> LONG.
Long cet assaut, longues ces minutes d'horreur dans les locaux de
Charlie Hebdo, au matin du 7 janvier 2015.
Longs les 10 mois suivants, long le calvaire enduré par
Philippe Lançon, longue la reconstruction faciale, la cicatrisation du corps et de l'esprit, longues les opérations chirurgicales répétées et les nuits de douleur.
Et long, trop long son témoignage...
> HACHÉ.
Haché le récit de l'attaque, le staccato des coups de feu.
Haché-menu le visage de Lançon, mâchoire en miettes, chair et denture broyées.
Haché aussi son texte, décousu, presque destructuré, qui mêle introspections, journal de bord des soins quotidiens, chronologie des interventions chirurgicales et souvenirs divers, évocations d'amis, de voyages, d'habitudes anciennes, réminiscences du monde d'avant analysées/décortiquées/autopsiées à la lumière clinique du monde d'après.
> ÉPROUVANT.
Éprouvante cette immersion dans le milieu hospitalier, émaillée de comptes-rendus médicaux nombreux et approfondis.
Éprouvantes les descriptions détaillées des plaies, escarres, mutilations et autres stigmates peu ragoutants, éprouvant le lent retour à la vie, la résurrection d'entre les morts, plutôt la réincarnation dans un corps nouveau, meurtri, étranger.
Éprouvante enfin cette lecture, qu'à mon grand regret j'ai eu bien du mal à terminer...
* * *
Bizarrement (oserais-je l'avouer ?), je n'ai jamais réussi à entrer vraiment en empathie avec l'auteur, alors même qu'il revient de l'enfer et aurait dû fort logiquement susciter toute ma compassion.
C'est quand même un comble !
Si quelqu'un devait m'émouvoir, c'était pourtant bien cet homme en reconstruction, ce blessé de guerre parisien, cette gueule cassée si singulière tombée au champ d'honneur (non pas dans la boue de Verdun, ni dans celle de Kaboul ou de Diên Biên Phu, mais plutôt sur la moquette d'une petite salle de réunion tout à fait commune, rue
Nicolas-Appert, Paris XIème, en pleine conférence de rédaction).

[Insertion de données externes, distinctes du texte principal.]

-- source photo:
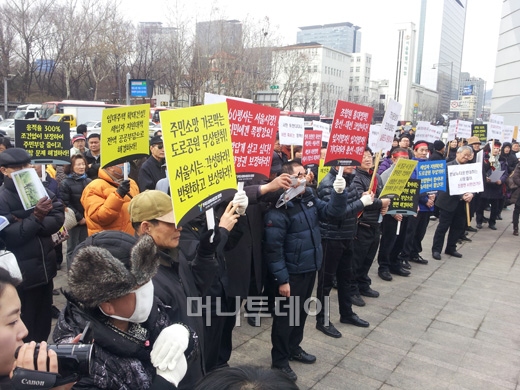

L'autoanalyse à laquelle se livre
Philippe Lançon, si elle n'est pas dénuée de style et bien souvent de pertinence, est tellement diluée dans un gloubiboulga de digressions en tous genres (souvenirs de voyage, d'articles de presse, de rencontres, réfèrences pêle-mêle à
Houellebecq, Kafka ou
Proust...) que j'ai plus d'une fois perdu le fil.
Il est difficile - et sans doute malvenu - de qualifier "d'égocentrique" la victime innocente (par définition) d'un attentat terroriste, mais je reconnais honteusement n'avoir pas éprouvé de sympathie particulière pour un narrateur qui, s'il fait preuve d'une impressionnante faculté de distanciation, n'hésite pas à se mettre en scène sur plus de 500 pages avec une franchise et une simplicité qui m'ont parfois semblé trop artificielles...
Philippe Lançon est donc un survivant bavard, il aime à ressasser, à détailler chaque recoin de sa chambre 106 et à forer toujours plus loin le gouffre béant de son traumatisme.
Ce pavé largement encensé fit-il partie intégrante de sa convalescence ?
Certainement.
Qu'y ai-je découvert ? Que vais-je en retenir ?
Rien dont je n'avais déjà que trop conscience : l'horreur absolue de la barbarie islamiste et la souffrance infinie de ceux qui tentent de s'en relever.
J'espère au moins pour l'auteur du dit pavé - à la qualité littéraire indéniable - que cette thérapie par l'écrit fut efficace. Je regrette seulement que, trop accaparé par ses maux ("je ne souffrais pas, j'étais la souffrance", rien que ça !), il n'ait pas d'avantage intégré à son récit les autres victimes de la tuerie.
La plupart étaient pourtant ses amis : ils méritaient je trouve un hommage un peu plus appuyé, à l'image de celui que l'auteur adresse à "sa" chirurgienne, à "ses" infirmières, (notamment celle en charge du renouvellement des pansements, qu'il nomme joliment sa "Marquise des langes" !) et par extension à l'ensemble du personnel soignant.
Nous savons tous en cette triste année 2020 combien ces remerciements sont justifiés.
"Chaque homme est dans sa nuit", écrivait Hugo.
Lançon m'a fait partager la sienne en long, en large et en travers.
Il est temps maintenant de rallumer la lumière.